[lbo-talk] a test scorer's lament

Carrol Cox cbcox at ilstu.edu
Mon May 30 18:42:55 PDT 2011


The real subject here the attack on the working class that begin in the'60s and and has grown steadily in its scope and its viciousness. The tests the worker must grade cannot be understood except as parat of the attack on teachers's working conditions and job security -merely the latest stage in that more general "corporate backlash" that begin in the '60s and is still in full swing.

And in this context I want to mention Ted Morgan's book abain. In a recent post to me he wrote:

"I still regret the day that I never fought over the publisher's use of "failed" in their version of my subtitle --kind of presents the book as another book on the 60s, rather than a documented study of how we got from there to here."

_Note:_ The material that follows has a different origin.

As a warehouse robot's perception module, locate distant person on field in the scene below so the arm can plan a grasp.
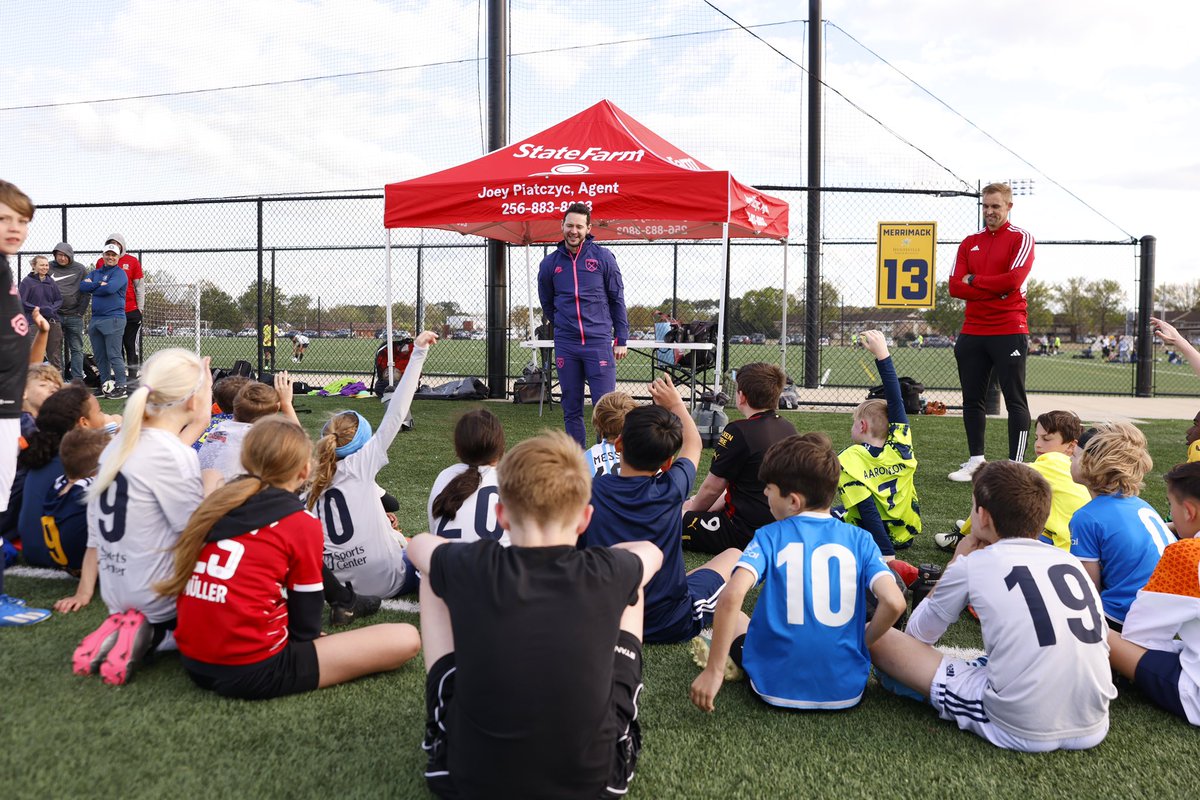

I doubt that anyone on this list is fully aware of just how systematic and extensive was this attack. That is precisely what Ted documents in great detail. It is definitely not "just another book on the '60s." I would claim that no one who pretends to be interested in the "state of the left" can fail to read this book. And, his work links quite powerfully with the points made in the book review by Mark Dudzic that Micheal Yates recently cited. Were Dudzic himself to wrte the book on the '70s Cowie failed to produce it would, in effect, form a second volume to Ted's work. The two mesh perfectly.

Were you only to read the many references in the book to the late Justice Lewis F. Powell, Jr. your view of the past 40 years might be radically expanded.

Wisconsin just might mark the opening o f a new era of political struggle. If leftists enter that era ignorant of "how we got from there to here" their understanding of their present tasks will be severely cripdpled. We need both tounderstand the struggles of the '60s more deeply _and_ to understand the counterattack by corporate capital which undid so many of the gains made in that era.